The Internal Revenue Service has declared spear phishing to be the 8th item on the 2022 “Dirty Dozen” scams warning, adding that even after tax season has passed, “Spear phishing remains one of the biggest threats to the tax industry and other client-based enterprises.”
The alert also notes:
Spear phishing is an email scam that attempts to steal a tax professional’s software preparation credentials. These thieves try to steal client data and tax preparers’ identities in an attempt to file fraudulent tax returns for refunds.
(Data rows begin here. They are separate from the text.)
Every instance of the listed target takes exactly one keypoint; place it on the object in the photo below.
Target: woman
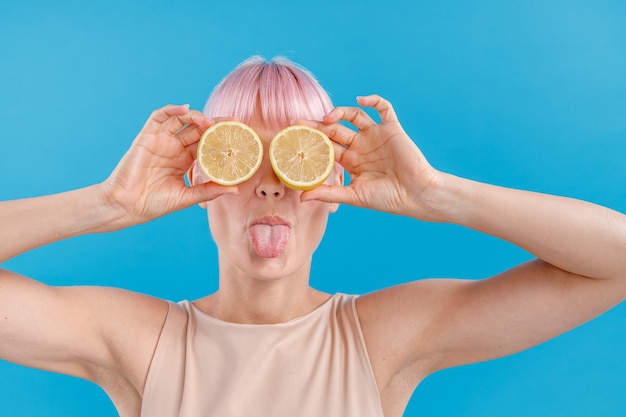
(266, 343)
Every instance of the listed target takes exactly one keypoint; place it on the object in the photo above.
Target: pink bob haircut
(280, 89)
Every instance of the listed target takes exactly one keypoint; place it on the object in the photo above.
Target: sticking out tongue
(269, 241)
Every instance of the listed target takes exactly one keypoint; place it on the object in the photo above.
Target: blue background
(528, 94)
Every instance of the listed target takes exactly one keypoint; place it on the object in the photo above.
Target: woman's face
(265, 231)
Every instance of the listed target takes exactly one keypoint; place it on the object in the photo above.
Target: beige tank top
(313, 366)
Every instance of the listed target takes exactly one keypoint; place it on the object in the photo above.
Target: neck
(252, 300)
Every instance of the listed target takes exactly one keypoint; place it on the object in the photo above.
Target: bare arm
(423, 326)
(90, 332)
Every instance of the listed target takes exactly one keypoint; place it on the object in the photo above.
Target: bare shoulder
(97, 333)
(129, 324)
(395, 321)
(433, 324)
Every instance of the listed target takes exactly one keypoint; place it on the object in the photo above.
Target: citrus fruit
(302, 157)
(229, 153)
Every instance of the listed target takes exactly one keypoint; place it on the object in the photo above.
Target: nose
(268, 185)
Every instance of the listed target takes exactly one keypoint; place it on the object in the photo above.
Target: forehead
(266, 131)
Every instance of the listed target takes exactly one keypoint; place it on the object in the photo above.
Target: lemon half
(229, 153)
(302, 157)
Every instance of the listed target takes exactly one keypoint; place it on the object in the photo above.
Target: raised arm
(580, 270)
(92, 332)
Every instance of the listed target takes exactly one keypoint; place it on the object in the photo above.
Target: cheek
(224, 218)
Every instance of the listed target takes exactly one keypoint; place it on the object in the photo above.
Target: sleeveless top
(313, 366)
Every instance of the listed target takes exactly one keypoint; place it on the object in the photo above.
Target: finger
(175, 124)
(384, 107)
(338, 133)
(160, 116)
(354, 115)
(190, 134)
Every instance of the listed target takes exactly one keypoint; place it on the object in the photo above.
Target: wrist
(439, 201)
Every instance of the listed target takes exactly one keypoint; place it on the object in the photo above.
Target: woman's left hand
(387, 170)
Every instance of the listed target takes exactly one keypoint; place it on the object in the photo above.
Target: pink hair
(280, 89)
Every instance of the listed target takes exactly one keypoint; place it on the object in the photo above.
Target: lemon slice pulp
(229, 153)
(302, 157)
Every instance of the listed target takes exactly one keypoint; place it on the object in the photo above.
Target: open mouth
(269, 236)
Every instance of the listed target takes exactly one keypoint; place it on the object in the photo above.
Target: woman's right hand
(149, 181)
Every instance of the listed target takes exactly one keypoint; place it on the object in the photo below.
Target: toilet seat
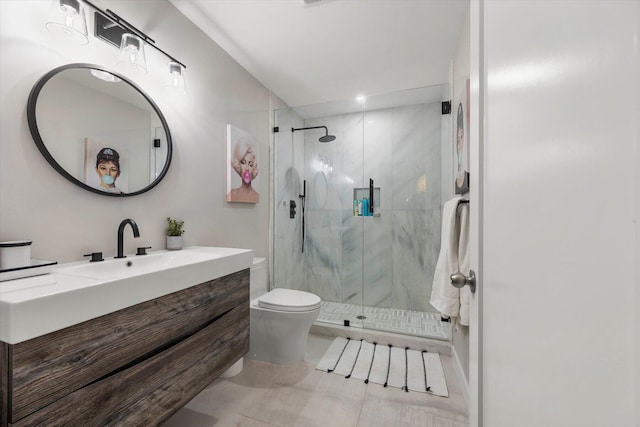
(289, 300)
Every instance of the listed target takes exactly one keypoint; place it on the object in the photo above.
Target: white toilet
(280, 319)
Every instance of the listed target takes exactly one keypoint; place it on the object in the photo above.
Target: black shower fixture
(325, 138)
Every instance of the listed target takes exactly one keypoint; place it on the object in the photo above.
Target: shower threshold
(407, 322)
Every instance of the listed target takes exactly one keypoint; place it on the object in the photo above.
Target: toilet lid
(289, 300)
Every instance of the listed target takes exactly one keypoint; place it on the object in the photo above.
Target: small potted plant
(175, 231)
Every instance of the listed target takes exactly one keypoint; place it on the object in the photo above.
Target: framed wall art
(461, 139)
(242, 166)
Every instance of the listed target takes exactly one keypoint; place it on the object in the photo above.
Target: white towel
(464, 262)
(444, 296)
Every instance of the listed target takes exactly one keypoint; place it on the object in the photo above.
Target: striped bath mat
(383, 364)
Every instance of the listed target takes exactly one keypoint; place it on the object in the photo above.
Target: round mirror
(99, 130)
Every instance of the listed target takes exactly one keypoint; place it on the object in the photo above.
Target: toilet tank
(259, 278)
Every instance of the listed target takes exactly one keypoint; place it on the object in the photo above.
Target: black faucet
(136, 233)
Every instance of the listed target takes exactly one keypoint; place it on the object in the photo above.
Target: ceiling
(315, 51)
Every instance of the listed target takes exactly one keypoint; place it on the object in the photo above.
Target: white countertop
(80, 291)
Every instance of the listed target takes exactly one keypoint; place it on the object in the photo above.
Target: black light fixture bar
(109, 27)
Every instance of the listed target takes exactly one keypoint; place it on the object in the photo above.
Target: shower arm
(312, 127)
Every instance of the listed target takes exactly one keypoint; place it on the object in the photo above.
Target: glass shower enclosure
(357, 220)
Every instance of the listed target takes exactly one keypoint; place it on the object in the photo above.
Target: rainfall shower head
(325, 138)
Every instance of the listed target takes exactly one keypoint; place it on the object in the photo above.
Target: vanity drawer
(149, 392)
(47, 368)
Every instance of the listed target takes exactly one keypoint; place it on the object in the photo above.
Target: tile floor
(301, 396)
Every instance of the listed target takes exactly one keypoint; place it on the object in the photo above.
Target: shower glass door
(371, 269)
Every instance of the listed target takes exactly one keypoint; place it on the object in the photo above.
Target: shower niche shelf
(363, 193)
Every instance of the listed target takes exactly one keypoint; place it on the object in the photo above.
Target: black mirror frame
(35, 133)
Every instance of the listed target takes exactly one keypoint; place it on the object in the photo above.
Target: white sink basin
(80, 291)
(134, 265)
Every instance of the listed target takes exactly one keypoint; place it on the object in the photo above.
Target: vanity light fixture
(175, 79)
(112, 29)
(132, 52)
(67, 17)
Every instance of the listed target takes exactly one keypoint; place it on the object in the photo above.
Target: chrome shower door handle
(458, 280)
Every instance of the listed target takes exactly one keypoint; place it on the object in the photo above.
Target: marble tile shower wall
(393, 255)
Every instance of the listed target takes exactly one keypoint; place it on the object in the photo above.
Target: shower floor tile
(407, 322)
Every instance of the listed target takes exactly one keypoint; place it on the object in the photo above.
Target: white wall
(560, 275)
(460, 336)
(65, 221)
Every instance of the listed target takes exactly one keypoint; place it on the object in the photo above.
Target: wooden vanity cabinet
(136, 366)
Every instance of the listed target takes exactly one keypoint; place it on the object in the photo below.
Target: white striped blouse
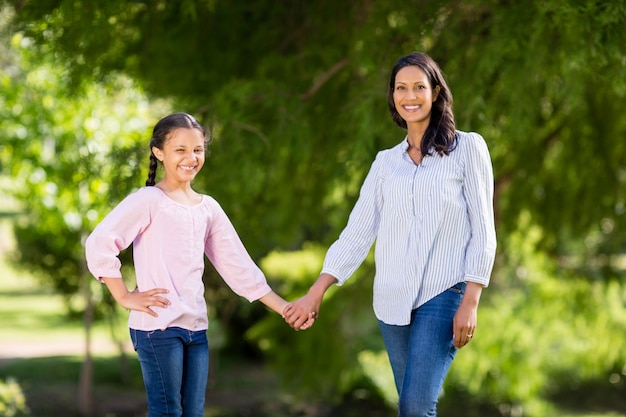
(433, 225)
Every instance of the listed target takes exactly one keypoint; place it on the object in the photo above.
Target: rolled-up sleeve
(230, 258)
(478, 192)
(115, 233)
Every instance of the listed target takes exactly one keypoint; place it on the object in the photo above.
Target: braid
(152, 171)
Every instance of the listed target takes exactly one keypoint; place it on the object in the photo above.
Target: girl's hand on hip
(143, 301)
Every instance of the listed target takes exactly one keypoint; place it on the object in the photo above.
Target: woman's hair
(441, 132)
(161, 134)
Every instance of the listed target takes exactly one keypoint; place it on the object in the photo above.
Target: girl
(428, 203)
(171, 227)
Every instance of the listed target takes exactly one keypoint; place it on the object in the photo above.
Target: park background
(294, 94)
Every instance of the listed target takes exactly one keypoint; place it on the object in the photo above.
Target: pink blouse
(169, 240)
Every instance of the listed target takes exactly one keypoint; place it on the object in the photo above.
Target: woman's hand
(466, 317)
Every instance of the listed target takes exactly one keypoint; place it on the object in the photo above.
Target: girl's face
(182, 154)
(413, 95)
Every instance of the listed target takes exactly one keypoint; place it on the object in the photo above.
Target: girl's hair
(441, 132)
(161, 133)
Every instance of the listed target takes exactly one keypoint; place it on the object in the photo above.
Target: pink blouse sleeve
(115, 233)
(230, 258)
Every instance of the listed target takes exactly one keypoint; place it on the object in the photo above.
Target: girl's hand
(136, 300)
(301, 314)
(143, 301)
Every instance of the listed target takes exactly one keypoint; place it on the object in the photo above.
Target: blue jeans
(175, 368)
(421, 353)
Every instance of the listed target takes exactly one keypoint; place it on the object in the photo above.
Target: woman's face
(413, 95)
(182, 154)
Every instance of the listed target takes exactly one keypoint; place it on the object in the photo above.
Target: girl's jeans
(421, 353)
(175, 367)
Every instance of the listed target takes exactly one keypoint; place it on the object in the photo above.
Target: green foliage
(12, 400)
(69, 157)
(549, 333)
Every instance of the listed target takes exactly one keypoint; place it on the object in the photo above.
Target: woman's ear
(157, 153)
(436, 92)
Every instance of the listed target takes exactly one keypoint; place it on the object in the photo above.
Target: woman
(428, 204)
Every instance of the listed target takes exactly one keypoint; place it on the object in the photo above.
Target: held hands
(301, 314)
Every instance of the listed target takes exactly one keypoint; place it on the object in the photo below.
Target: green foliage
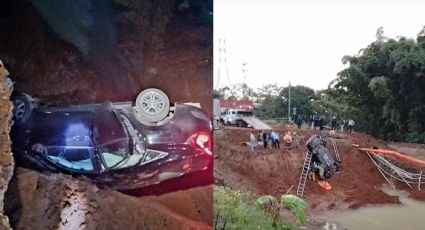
(231, 211)
(384, 88)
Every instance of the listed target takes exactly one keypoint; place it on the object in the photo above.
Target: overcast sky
(303, 41)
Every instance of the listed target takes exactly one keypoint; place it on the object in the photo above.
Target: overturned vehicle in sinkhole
(323, 163)
(116, 145)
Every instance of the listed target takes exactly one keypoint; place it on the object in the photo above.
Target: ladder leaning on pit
(304, 173)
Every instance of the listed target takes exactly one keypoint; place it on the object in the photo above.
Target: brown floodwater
(408, 215)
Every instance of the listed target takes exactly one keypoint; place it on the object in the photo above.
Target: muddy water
(408, 215)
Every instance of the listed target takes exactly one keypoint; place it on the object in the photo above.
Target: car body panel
(82, 129)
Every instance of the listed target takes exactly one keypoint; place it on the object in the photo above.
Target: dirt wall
(277, 171)
(6, 158)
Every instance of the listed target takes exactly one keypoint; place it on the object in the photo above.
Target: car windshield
(106, 125)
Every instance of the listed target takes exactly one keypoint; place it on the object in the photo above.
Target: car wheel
(22, 108)
(152, 105)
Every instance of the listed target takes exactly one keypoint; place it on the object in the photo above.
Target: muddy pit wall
(158, 44)
(56, 201)
(274, 172)
(6, 158)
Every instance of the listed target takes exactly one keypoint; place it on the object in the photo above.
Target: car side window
(72, 158)
(113, 153)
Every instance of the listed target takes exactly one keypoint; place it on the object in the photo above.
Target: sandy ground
(155, 48)
(275, 171)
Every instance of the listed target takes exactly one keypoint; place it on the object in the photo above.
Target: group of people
(318, 122)
(271, 139)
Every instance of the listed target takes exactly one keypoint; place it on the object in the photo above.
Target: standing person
(321, 121)
(288, 140)
(276, 140)
(253, 141)
(350, 125)
(273, 136)
(333, 122)
(265, 139)
(312, 121)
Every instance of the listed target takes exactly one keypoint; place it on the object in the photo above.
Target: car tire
(152, 105)
(22, 108)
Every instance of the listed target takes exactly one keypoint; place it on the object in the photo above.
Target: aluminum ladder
(304, 173)
(335, 148)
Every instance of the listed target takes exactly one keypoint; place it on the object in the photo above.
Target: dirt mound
(6, 159)
(275, 171)
(50, 201)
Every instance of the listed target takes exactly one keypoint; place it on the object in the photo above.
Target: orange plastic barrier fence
(395, 153)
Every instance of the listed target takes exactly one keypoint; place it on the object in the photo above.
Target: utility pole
(289, 102)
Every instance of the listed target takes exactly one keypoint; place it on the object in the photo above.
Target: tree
(384, 88)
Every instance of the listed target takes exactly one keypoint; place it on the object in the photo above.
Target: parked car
(115, 144)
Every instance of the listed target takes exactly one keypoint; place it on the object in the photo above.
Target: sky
(302, 41)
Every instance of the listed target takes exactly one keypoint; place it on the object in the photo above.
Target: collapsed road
(103, 51)
(275, 171)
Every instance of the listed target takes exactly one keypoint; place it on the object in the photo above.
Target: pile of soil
(275, 171)
(51, 201)
(6, 158)
(157, 45)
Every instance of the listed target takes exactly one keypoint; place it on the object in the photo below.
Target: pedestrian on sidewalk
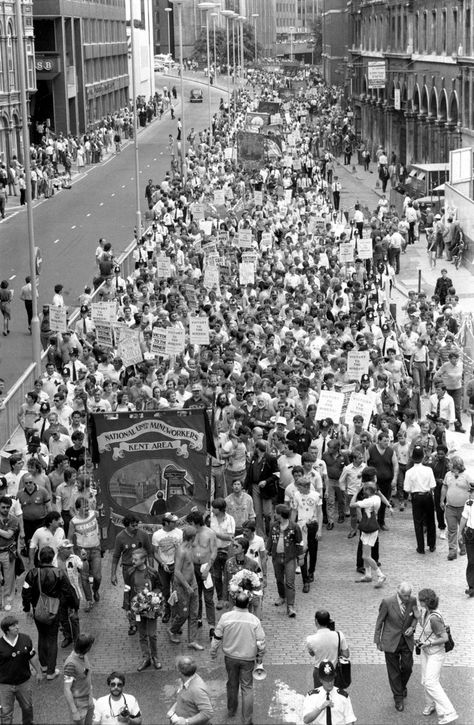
(326, 643)
(431, 641)
(327, 704)
(193, 702)
(6, 296)
(78, 681)
(286, 549)
(420, 483)
(241, 653)
(394, 636)
(17, 656)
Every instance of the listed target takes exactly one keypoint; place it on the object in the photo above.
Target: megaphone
(259, 673)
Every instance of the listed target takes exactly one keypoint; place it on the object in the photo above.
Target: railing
(16, 395)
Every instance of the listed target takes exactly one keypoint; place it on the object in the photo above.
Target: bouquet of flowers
(147, 603)
(247, 582)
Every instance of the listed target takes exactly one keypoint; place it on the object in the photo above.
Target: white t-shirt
(167, 542)
(106, 710)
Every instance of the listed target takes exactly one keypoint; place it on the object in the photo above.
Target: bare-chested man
(204, 554)
(185, 586)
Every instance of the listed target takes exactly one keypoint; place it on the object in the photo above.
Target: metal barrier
(16, 395)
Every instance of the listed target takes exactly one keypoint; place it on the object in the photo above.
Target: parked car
(196, 95)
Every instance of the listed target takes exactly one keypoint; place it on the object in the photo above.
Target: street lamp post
(168, 11)
(228, 14)
(138, 222)
(207, 6)
(255, 16)
(214, 16)
(35, 325)
(242, 19)
(179, 5)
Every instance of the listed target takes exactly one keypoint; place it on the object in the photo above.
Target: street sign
(376, 74)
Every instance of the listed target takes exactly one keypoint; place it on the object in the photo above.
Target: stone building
(422, 103)
(10, 105)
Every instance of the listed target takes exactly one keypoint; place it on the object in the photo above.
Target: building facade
(11, 121)
(421, 107)
(81, 58)
(336, 20)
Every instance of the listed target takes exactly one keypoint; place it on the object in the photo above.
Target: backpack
(47, 607)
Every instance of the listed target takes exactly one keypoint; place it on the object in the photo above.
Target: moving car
(195, 95)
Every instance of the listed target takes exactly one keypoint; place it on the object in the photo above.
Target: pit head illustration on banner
(150, 463)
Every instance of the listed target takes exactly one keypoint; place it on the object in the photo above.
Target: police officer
(328, 705)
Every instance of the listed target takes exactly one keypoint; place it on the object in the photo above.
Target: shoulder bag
(343, 668)
(368, 524)
(47, 607)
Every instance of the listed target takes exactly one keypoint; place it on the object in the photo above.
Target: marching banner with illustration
(150, 463)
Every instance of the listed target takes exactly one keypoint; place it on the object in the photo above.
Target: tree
(200, 46)
(317, 31)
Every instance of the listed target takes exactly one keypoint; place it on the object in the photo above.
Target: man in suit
(260, 483)
(396, 624)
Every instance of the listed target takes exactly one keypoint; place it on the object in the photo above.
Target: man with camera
(116, 707)
(394, 630)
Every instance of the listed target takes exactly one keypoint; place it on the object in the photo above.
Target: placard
(245, 238)
(57, 318)
(329, 405)
(129, 348)
(104, 335)
(103, 312)
(199, 330)
(346, 253)
(219, 197)
(357, 363)
(158, 341)
(211, 278)
(360, 404)
(246, 273)
(364, 248)
(163, 266)
(206, 226)
(175, 341)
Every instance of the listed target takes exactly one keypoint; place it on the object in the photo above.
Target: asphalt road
(67, 227)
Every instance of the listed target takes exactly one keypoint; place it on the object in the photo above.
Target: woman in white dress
(369, 506)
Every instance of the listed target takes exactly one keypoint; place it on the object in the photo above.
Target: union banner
(150, 463)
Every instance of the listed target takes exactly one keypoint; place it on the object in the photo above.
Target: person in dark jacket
(286, 549)
(54, 584)
(260, 483)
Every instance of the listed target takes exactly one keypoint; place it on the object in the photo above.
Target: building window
(467, 32)
(444, 39)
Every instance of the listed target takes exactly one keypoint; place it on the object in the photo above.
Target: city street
(102, 203)
(67, 227)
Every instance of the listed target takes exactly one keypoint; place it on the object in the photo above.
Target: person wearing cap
(165, 543)
(72, 565)
(327, 705)
(420, 484)
(451, 374)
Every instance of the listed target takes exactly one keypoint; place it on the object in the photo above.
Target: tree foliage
(200, 48)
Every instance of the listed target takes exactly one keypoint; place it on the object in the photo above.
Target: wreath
(245, 582)
(147, 603)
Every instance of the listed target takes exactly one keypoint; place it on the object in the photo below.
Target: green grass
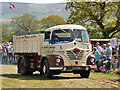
(10, 79)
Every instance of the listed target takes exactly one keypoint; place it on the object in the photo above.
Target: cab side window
(47, 36)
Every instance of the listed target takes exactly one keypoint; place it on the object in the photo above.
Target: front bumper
(66, 68)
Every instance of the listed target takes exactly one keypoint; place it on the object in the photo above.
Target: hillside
(38, 10)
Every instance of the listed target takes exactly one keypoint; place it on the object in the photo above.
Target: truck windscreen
(67, 35)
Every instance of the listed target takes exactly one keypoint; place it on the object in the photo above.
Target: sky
(35, 1)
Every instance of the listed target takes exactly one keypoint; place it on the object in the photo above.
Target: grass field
(10, 79)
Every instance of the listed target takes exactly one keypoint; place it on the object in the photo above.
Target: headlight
(57, 60)
(92, 60)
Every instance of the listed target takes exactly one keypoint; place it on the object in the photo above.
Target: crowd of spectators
(106, 57)
(6, 53)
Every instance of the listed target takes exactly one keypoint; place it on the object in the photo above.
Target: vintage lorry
(60, 49)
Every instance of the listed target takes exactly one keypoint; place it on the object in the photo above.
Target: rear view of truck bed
(28, 43)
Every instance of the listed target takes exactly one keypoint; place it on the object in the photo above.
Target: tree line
(98, 17)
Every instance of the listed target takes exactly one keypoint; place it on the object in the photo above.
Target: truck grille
(74, 56)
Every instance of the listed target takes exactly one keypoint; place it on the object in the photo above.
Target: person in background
(108, 55)
(99, 48)
(96, 53)
(114, 62)
(104, 48)
(102, 59)
(4, 55)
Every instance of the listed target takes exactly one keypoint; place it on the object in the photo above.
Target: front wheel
(84, 74)
(46, 69)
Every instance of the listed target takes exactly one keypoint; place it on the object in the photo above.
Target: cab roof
(66, 26)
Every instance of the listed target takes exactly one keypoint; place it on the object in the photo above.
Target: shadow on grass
(35, 77)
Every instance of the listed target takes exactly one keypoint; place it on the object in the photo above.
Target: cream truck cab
(60, 49)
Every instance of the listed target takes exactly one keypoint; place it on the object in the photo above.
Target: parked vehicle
(60, 49)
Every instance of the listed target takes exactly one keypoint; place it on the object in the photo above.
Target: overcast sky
(35, 1)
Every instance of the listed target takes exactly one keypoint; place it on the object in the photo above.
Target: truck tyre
(46, 69)
(23, 68)
(85, 74)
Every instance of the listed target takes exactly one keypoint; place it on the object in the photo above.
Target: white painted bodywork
(35, 44)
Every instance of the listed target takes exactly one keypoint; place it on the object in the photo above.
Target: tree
(25, 23)
(51, 20)
(99, 17)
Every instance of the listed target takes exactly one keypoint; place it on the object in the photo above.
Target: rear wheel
(24, 70)
(46, 69)
(85, 74)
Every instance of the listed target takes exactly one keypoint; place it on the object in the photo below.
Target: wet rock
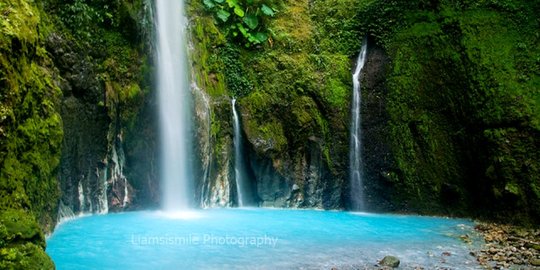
(390, 261)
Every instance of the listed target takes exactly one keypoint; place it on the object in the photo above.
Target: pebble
(508, 247)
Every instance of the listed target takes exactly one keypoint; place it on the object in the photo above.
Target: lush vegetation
(30, 138)
(463, 98)
(462, 94)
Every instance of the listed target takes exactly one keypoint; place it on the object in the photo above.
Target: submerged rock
(390, 261)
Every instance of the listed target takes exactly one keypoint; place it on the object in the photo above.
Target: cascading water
(174, 102)
(355, 165)
(239, 170)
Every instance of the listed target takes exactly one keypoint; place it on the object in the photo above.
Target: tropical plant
(245, 19)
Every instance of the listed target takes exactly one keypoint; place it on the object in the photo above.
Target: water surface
(258, 239)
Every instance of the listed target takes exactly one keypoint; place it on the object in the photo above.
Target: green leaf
(243, 30)
(209, 3)
(232, 3)
(223, 15)
(268, 11)
(238, 10)
(251, 21)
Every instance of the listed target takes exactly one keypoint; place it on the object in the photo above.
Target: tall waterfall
(242, 188)
(355, 158)
(174, 103)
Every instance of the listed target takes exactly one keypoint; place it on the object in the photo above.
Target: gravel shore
(508, 247)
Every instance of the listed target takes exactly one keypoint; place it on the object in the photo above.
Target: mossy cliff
(462, 101)
(74, 93)
(293, 97)
(101, 50)
(30, 137)
(450, 107)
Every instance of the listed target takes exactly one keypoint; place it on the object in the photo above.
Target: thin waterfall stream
(174, 105)
(239, 168)
(355, 159)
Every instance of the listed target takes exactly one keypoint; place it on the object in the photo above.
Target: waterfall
(174, 103)
(355, 158)
(242, 189)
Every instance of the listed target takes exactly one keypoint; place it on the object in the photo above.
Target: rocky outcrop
(91, 168)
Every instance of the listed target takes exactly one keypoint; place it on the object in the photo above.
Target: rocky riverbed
(509, 247)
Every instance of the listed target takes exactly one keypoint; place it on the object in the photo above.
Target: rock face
(378, 164)
(108, 160)
(294, 114)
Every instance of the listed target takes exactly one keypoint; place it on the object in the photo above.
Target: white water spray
(239, 169)
(355, 158)
(174, 102)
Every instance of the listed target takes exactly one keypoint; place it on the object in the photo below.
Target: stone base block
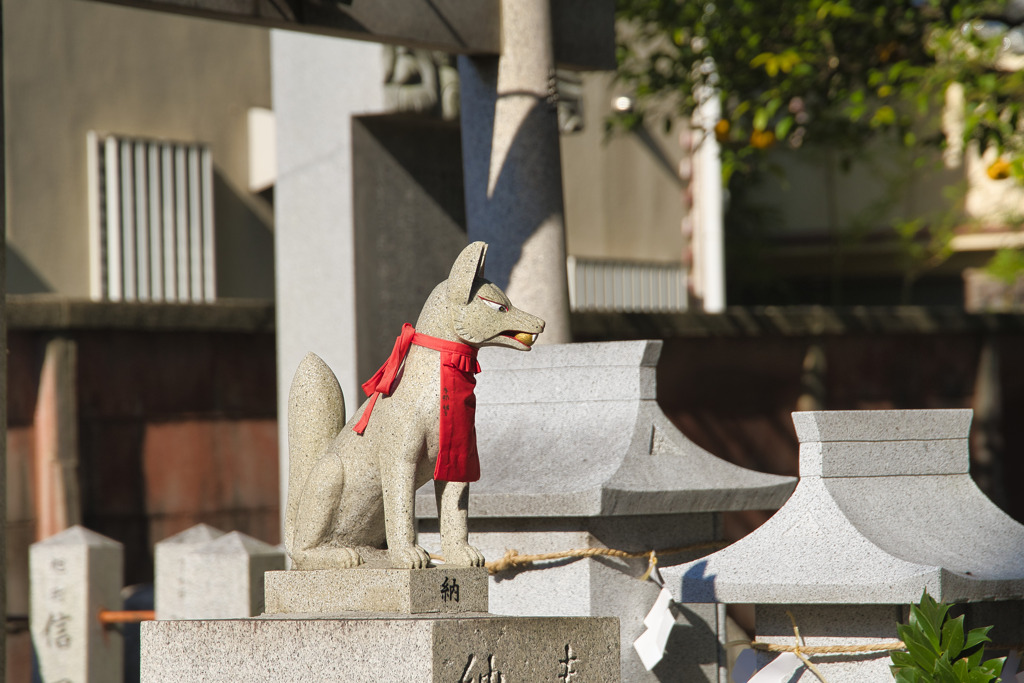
(379, 648)
(436, 590)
Spear phishing can be tailored to attack any type of business or organization, so everyone needs to be on the lookout and not rush to act when a strange email comes in.
The latest phishing email uses the IRS logo and a variety of subject lines such as “Action Required: Your account has now been put on hold.” The IRS has observed similar bogus emails that claim to be from a “tax preparation application provider.” One such variation offers an “unusual activity report” and a solution link for the recipient to restore their account.
The IRS warns tax pros not to respond or take any of the steps outlined in the email. Similar emails include malicious links or attachments that are set up to steal information or to download malware onto the tax professional’s computer.
In this case, if recipients enter their credentials into the pop-up window, thieves can use this information to file fraudulent returns by using credentials that were provided by the tax professional.